I've been trying to NLP by tokenizing texts with n-gram. I have to count how many occurrences of each n-gram there is, by label A
and B
respectively.
However, I have to choose between putting a long list into a column VS getting a very long dataframe and I'm not sure which structure is superior to the other.
AFAIK, it is a bad structure to have list inside a column of a dataframe, since you can hardly get any useful information using pandas operations, like getting the frequency(occurence) of an item that's inside several lists. Also, it would require more calculations to do any tasks even if it's possible.

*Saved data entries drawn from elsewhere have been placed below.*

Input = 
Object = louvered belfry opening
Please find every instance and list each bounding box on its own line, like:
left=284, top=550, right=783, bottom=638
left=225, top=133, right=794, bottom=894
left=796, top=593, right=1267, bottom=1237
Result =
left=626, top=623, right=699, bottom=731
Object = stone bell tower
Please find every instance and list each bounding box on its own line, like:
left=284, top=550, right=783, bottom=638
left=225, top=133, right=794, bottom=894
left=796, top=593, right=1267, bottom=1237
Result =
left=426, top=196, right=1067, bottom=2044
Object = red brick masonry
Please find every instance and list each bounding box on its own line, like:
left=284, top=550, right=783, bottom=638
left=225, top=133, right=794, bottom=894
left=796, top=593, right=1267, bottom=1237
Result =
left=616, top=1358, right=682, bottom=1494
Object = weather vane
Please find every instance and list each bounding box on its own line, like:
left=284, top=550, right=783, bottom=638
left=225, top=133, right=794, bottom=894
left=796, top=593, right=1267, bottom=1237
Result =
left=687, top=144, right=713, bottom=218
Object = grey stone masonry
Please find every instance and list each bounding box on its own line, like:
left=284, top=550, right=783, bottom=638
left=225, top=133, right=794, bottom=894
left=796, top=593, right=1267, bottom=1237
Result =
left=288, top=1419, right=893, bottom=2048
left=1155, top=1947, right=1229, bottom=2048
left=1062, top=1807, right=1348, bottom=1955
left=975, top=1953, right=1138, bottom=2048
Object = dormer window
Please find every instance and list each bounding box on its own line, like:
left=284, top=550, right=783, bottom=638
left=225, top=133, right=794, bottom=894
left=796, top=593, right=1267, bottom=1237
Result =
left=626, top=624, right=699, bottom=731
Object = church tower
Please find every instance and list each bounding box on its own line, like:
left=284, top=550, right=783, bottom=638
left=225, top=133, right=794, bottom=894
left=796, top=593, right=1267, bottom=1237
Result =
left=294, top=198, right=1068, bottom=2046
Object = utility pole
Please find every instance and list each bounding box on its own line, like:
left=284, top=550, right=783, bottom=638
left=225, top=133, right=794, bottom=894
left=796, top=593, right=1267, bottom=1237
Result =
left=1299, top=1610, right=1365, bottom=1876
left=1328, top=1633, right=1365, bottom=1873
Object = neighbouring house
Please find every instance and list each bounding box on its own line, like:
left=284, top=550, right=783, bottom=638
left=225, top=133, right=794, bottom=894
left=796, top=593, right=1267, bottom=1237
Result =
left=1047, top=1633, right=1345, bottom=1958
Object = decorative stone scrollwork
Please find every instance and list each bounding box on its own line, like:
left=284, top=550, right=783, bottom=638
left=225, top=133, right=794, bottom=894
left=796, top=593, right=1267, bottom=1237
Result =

However, I know that a dataframe too long will eat up a lot of RAM, and even possibly kill other processes if the data gets too big to fit in the RAM. That's kind of the situation I certainly don't want to be in.
So now I have to make a choice. What I want to do is counting each ngram item's occurrence by its label.
For example, (The dataframes are shown below)
{
{ngram: hey, occurence_A: 2, occurence_B: 0},
{ngram: python, occurence_A: 2, occurence_B: 1},
...
}
I think it'll be relevant to state my computer's spec.
CPU: i3-6100
RAM: 16GB
GPU: n/a
DataFrame 1:
+------------+-------------------------------------------+-------+
| DATE | NGRAM | LABEL |
+------------+-------------------------------------------+-------+
| 2019-02-01 | [hey, hey, reddit, reddit, learn, python] | A |
| 2019-02-02 | [python, reddit, pandas, dataframe] | B |
| 2019-02-03 | [python, reddit, ask, learn] | A |
+------------+-------------------------------------------+-------+
DataFrame 2:
+------------+-----------+-------+
| DATE | NGRAM | LABEL |
+------------+-----------+-------+
| 2019-02-01 | hey | A |
| 2019-02-01 | hey | A |
| 2019-02-01 | reddit | A |
| 2019-02-01 | reddit | A |
| 2019-02-01 | learn | A |
| 2019-02-01 | python | A |
| 2019-02-02 | python | B |
| 2019-02-02 | reddit | B |
| 2019-02-02 | pandas | B |
| 2019-02-02 | dataframe | B |
| 2019-02-03 | python | A |
| 2019-02-03 | reddit | A |
| 2019-02-03 | ask | A |
| 2019-02-03 | learn | A |
+------------+-----------+-------+